Figure 10.12 Metastatic chondrosarcoma. A large amount of extracellular matrix and cells occasionally embedded within chondroid lacunae are characteristic of this tumor (Modified Wright’s, 200? magnification).
Figure 10.13 Metastatic osteosarcoma in a dog displaying an aggregate of neoplastic osteoblasts and a multinucleated osteoclast (arrow). Rare tubules of epithelium were also noted to confirm a renal origin (modified Wright’s, 500? magnification).
Figures 10.14a,b Histiocytic sarcoma in a dog with disseminated disease. (a) 200? magnification view displaying high cellularity and marked pleomorphism. (b) 600? magnification displaying round to spindle-shaped cells with lightly basophilic cytoplasm and small vacuoles (modified Wright’s).

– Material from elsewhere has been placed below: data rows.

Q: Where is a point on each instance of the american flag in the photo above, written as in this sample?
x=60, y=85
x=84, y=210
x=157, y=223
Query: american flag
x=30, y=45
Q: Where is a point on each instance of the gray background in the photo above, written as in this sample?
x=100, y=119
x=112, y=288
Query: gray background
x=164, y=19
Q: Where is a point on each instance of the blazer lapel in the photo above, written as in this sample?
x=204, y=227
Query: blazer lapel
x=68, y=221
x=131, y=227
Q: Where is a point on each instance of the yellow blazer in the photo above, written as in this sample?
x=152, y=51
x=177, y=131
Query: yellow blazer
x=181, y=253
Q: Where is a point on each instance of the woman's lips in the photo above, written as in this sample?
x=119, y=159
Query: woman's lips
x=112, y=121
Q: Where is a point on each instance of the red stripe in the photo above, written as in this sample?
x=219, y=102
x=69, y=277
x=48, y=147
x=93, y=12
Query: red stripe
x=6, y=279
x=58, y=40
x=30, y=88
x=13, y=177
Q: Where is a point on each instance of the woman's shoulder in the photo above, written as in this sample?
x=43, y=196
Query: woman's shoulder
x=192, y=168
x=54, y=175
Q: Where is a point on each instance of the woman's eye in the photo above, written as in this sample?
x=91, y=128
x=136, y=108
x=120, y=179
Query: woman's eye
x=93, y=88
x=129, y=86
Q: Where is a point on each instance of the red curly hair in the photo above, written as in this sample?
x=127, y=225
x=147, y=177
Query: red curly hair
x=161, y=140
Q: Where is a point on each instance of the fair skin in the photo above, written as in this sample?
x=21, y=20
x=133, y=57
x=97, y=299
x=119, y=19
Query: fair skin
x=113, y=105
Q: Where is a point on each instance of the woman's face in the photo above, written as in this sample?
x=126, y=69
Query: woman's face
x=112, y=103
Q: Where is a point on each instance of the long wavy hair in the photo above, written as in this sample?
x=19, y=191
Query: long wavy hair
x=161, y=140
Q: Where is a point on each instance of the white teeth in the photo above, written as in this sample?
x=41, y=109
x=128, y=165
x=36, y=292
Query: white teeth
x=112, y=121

Figure 10.15 Nephroblastoma (presumed).
A retroperitoneal mass in a young dog contains many free nuclei and poorly differentiated cells that could be mistaken for a lymphoid origin, but rare cohesive cells (arrow) suggest an epithelial origin. In this location, a nephroblastoma is presumed but the cytology alone is similar to other primitive neuroectodermal tumors (modified Wright’s, 500? magnification).
Other renal abnormalities
Renal and perirenal cysts may be congenital or acquired and can present as single or multiple lesions. Aspirates of cysts produce a clear fluid with low cellularity. The few nucleated cells present are predominantly foamy macrophages. A few monomorphic epithelial lining cells may also be observed. Renal carcinomas can have cystic regions that mimic benign cysts. If underlying neoplasia is suspected, additional aspirates or biopsy of the suspicious tissue should be performed.
Hydronephrosis is a fluid-filled dilation of the renal pelvis due to obstructed urine flow. Diagnosis is usually made via ultrasonography. Aspirates from hydronephrotic kidneys will contain poorly cellular, watery fluid with a creatinine concentration higher than peripheral blood, consistent with urine.